Our interest in producing an EGP-2 transgenic mouse lies in the desire to have an in vivo tumor model to study anti-EGP-2-directed immunotherapeutic modalities. A model frequently used to study anti-EGP-2 immunotherapy is the EGP-2-transfected B16.F10 tumor model (23). To adapt this C57/BL6 tumor model to the EGP-2 transgenic FVB/N mice, transgenic FVB/N/C57/BL6 F1 hybrids were generated. In these mice, both the EGP-2-negative parental B16.F10 tumor and the EGP-2-positive B16.C215 tumor could be induced, the latter without loss of EGP-2 expression. Successful Mab-based anti-EGP-2 immunotherapy depends on the ability of the Mab to discriminate in vivo between the antigen expressed by the tumor and the antigen expressed by normal tissue (28). To determine whether this essential property of an immunotherapeutic strategy could be studied in our EGP-2 transgenic B16.C215 tumor model, the high-affinity anti-EGP-2 antibody MOC31^bio was injected i.v. Immunohistochemical analyses revealed that i.v. applied MOC31^bio localized specifically to the EGP-2-positive tumor and not to the EGP-2 negative tumor. Furthermore, no binding was observed of the i.v. applied MOC31^bio to the EGP-2 expressed on the membrane of colon, lung, small intestine, and pancreas. In contrast, direct application of anti-EGP-2 on frozen-tissue slides of these organs led to a ready detection of EGP-2 in these tissues. These results demonstrate that, in this EGP-2 transgenic mouse tumor model, one can indeed discriminate between EGP-2 expressed on the tumor and EGP-2 expressed on normal tissue. This indicates that the EGP-2 expressed on normal tissue is not readily accessible for antibodies. Presumably, as has been suggested to be the case in normal tissue in humans, as assessed by radioimmunolocalization of MOC31 on lung cancer patients (34), the basal lamina shields the circulation. The presence of endogenous biotin in several other organs prevented the study of MOC31^bio and Bly-1^bio localization in these organs. Future studies using, e.g., humanized anti-EGP-2 antibodies and anti-EGP-2 single-chain variable region fragments, may provide more insight on the in vivo behavior of anti-EGP-2 antibodies in these organs.
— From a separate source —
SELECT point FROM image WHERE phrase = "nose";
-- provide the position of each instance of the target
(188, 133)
Using both human tissue culture cells and animal models, it has been established that expression or overexpression of EGP-2 correlates with both benign and malignant proliferation of epithelial cells (4, 32, 35, 36, 37). The EGP-2-transgenic-mouse tumor model presented here provides an excellent tool to study this dualistic role of EGP-2 in tumor development and the additional signaling responsible for either phenotype, particularly when the EGP-2 transgenic mice are cross-bred with mice that are genetically predisposed to develop different types of tumors (38, 39, 40). In addition, because the endogenous EGP-2 regulatory sequences have been used to direct EGP-2 expression in these transgenic mice, they can also be used to evaluate the importance of EGP-2 during embryonic development or morphogenesis. Although several studies suggest an important role for EGP-2 during embryogenesis (12, 41), actually only limited information is available concerning the expression of the EGP-2 gene during human embryonic development. Anticancer therapies targeting the EGP-2 antigen require an appropriate preclinical model for investigators to study their efficacy and possible toxicity. Because our EGP-2-transgenic-mice tumor model expresses EGP-2 in a pattern similar to that of humans, in normal and tumor tissue, it may serve as a means to better understand the function of EGP-2 in development, maintenance, and tumorigenesis of epithelial tissues and as a useful tool for the development and evaluation of therapeutic strategies that use EGP-2 as a target.

We thank Hans Bartels for the i.v. injections of the mice, Mathieu Platteel, Hendrik E. Moorlag, Marianne L. C. van der Horst, and Anita E. Niemarkt for the tissue sectioning and the immunohistochemical stainings, and Jelleke Dokter for culturing the B16.F10 and B16.C215 cell lines.